Experimental study of a standalone membrane water desalination unit fully powered by solar energy

Abstract

In this study, a fully solar-driven water desalination system is designed, fabricated, and tested. The proposed system is designed for remote, isolated areas with limited electricity and freshwater access. For commercial PVDF membranes, the performance of the MD unit is evaluated at various feed temperatures, flow rates, and salt concentrations. In addition, the effect of MD cell design was examined to determine the effect of the obstacles on the feed channel. Increasing the temperature by 20 degrees from 55 to 75 °C enhances productivity by 165 % from 6.2 to 16.4 kg/m2.h.
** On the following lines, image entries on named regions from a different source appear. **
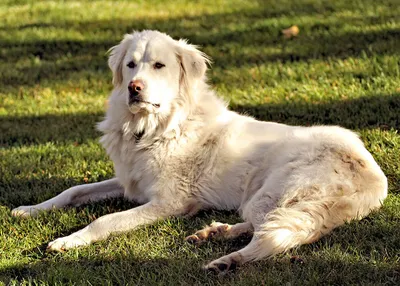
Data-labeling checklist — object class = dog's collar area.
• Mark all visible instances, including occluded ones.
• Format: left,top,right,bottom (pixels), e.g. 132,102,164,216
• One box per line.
129,98,160,108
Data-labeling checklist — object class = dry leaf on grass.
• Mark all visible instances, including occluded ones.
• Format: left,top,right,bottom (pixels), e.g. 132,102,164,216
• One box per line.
282,25,300,39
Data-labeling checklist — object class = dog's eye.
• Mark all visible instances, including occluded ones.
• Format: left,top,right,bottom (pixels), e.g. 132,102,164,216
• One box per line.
154,62,165,70
126,61,136,69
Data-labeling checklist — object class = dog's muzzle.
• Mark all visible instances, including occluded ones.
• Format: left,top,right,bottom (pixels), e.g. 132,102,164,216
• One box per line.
128,80,160,108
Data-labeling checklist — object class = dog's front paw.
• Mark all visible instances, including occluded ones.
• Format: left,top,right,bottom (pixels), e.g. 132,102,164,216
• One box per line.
46,233,89,252
11,206,39,217
204,252,242,274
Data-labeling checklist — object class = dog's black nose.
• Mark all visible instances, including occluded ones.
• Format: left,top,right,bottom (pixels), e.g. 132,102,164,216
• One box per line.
128,80,144,95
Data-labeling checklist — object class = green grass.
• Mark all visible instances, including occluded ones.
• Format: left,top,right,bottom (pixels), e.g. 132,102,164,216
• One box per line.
0,0,400,285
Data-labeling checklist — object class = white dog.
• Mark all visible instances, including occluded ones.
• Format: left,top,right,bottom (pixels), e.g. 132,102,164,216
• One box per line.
13,31,387,271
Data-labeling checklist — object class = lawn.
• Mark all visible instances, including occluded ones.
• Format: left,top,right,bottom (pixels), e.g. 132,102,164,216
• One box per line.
0,0,400,285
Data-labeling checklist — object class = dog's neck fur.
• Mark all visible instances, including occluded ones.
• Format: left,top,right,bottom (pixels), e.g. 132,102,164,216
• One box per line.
98,81,227,148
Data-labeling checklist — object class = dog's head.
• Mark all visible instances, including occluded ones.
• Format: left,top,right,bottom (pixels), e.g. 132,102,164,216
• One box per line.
108,31,208,114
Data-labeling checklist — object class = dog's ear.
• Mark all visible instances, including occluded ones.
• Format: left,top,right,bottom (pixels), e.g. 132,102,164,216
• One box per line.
176,40,211,85
108,34,133,87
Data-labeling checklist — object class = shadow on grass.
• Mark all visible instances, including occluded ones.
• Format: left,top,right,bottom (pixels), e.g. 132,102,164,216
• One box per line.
0,216,400,285
0,113,104,147
0,93,400,147
0,4,400,90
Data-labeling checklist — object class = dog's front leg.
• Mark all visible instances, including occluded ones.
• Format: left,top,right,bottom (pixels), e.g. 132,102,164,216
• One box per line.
47,202,182,251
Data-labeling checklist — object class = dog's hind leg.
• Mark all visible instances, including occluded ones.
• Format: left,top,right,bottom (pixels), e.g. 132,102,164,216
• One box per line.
12,178,124,217
186,222,253,244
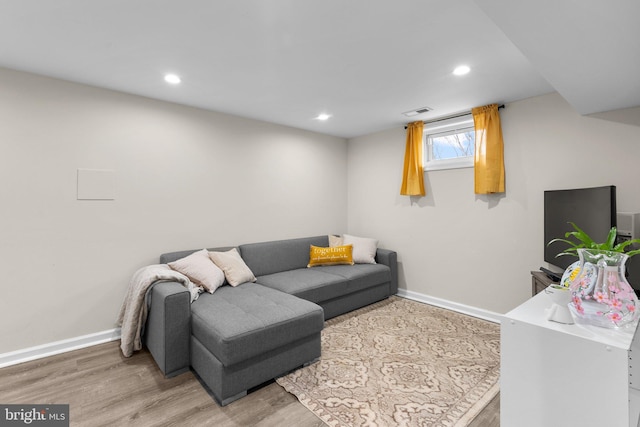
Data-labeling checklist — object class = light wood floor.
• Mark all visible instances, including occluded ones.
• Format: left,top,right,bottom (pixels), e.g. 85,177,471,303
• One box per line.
0,341,500,427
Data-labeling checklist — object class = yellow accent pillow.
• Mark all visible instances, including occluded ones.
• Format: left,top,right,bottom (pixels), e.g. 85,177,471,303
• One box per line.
307,245,353,267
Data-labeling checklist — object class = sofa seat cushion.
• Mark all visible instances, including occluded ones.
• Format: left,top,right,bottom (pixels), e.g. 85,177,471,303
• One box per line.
191,283,324,366
257,264,391,303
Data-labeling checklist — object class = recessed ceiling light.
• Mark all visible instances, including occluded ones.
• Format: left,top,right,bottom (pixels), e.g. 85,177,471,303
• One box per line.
164,74,182,85
453,65,471,76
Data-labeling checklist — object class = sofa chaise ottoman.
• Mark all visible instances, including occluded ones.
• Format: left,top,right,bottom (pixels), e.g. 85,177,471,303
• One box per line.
144,236,398,405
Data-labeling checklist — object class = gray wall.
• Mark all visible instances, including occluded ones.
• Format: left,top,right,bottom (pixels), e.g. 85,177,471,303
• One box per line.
348,94,640,313
0,69,347,353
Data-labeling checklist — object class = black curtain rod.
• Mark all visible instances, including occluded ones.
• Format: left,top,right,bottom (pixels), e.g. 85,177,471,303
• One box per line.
404,104,504,129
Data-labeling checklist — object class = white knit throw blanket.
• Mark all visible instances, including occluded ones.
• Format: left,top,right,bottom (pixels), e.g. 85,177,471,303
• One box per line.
117,264,203,357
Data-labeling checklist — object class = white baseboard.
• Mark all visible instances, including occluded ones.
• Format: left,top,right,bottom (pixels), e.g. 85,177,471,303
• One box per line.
0,328,120,368
398,289,504,323
0,289,503,368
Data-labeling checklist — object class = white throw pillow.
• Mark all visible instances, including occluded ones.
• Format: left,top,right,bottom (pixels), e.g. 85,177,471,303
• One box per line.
342,234,378,264
168,249,224,294
209,248,256,286
329,234,344,248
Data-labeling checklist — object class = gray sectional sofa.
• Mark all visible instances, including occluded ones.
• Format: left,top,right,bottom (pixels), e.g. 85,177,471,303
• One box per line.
144,236,398,405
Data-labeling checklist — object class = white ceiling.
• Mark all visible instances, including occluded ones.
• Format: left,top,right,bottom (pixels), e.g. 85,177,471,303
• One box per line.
0,0,640,138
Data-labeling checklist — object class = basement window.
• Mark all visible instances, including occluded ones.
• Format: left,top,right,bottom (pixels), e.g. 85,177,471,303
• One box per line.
423,115,475,171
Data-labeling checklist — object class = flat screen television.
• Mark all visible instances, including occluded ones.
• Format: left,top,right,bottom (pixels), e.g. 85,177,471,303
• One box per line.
544,185,617,270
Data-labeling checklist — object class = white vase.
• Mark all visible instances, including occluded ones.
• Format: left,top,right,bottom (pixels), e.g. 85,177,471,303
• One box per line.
569,249,639,328
544,285,573,325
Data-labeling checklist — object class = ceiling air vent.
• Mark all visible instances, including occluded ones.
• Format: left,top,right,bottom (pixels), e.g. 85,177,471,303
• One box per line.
402,107,433,117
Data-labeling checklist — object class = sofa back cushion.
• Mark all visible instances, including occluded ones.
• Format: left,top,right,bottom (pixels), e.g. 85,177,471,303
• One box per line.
239,235,329,277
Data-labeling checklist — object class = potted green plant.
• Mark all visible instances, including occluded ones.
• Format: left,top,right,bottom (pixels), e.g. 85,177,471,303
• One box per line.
547,222,640,257
548,222,640,328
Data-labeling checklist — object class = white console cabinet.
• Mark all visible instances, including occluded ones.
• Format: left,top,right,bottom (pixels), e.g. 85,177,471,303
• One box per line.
500,292,640,427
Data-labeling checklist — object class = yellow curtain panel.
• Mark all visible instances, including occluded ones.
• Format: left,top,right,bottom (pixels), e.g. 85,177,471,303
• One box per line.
471,104,504,194
400,122,425,196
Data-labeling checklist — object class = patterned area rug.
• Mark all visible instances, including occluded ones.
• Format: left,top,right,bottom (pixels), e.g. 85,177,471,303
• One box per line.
276,297,500,427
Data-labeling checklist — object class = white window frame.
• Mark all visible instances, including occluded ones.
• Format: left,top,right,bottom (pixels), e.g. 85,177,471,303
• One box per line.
422,114,474,171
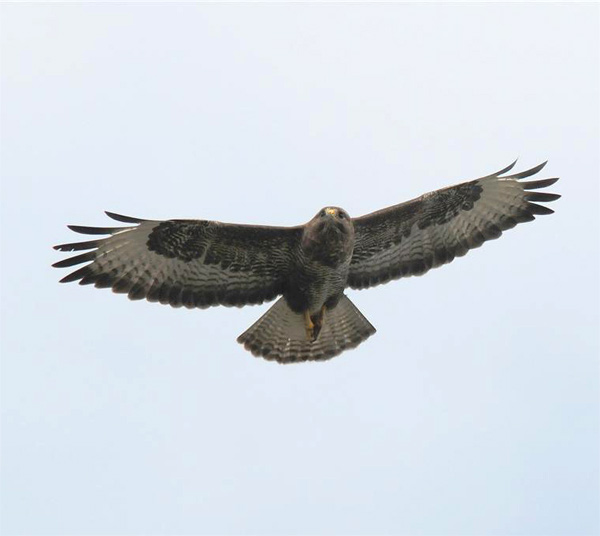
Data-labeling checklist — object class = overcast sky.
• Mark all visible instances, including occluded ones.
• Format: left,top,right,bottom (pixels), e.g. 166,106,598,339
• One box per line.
1,3,600,535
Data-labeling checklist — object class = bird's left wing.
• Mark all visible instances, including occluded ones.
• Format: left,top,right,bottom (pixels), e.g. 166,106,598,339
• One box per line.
348,162,560,288
53,212,302,308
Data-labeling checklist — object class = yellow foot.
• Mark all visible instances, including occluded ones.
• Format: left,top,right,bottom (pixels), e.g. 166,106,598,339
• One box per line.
304,310,316,342
307,305,325,342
At different operating conditions, the new design of the MD cell with cylindrical obstacles attained higher flux productivity compared to the conventional MD cell design. The maximum attained freshwater output flux was around 15 kg/m2.h at a feed inlet temperature of 65 °C and feed mass flowrate of 66 kg/h for the MD cell with cylindrical obstacles. In the presence of obstacles, a reduction in the specific energy consumption (SEC) by 35–15 % is associated with an increase in the gain output ratio (GOR) by 50–20 % compared to the case of no obstacles. Observations indicate that a small PV module with an area of 0.377 m2 is sufficient to operate the membrane unit for contentious 15 h. Collectively, using solar MD units collectively has the potential to be used for decentralized desalination of water.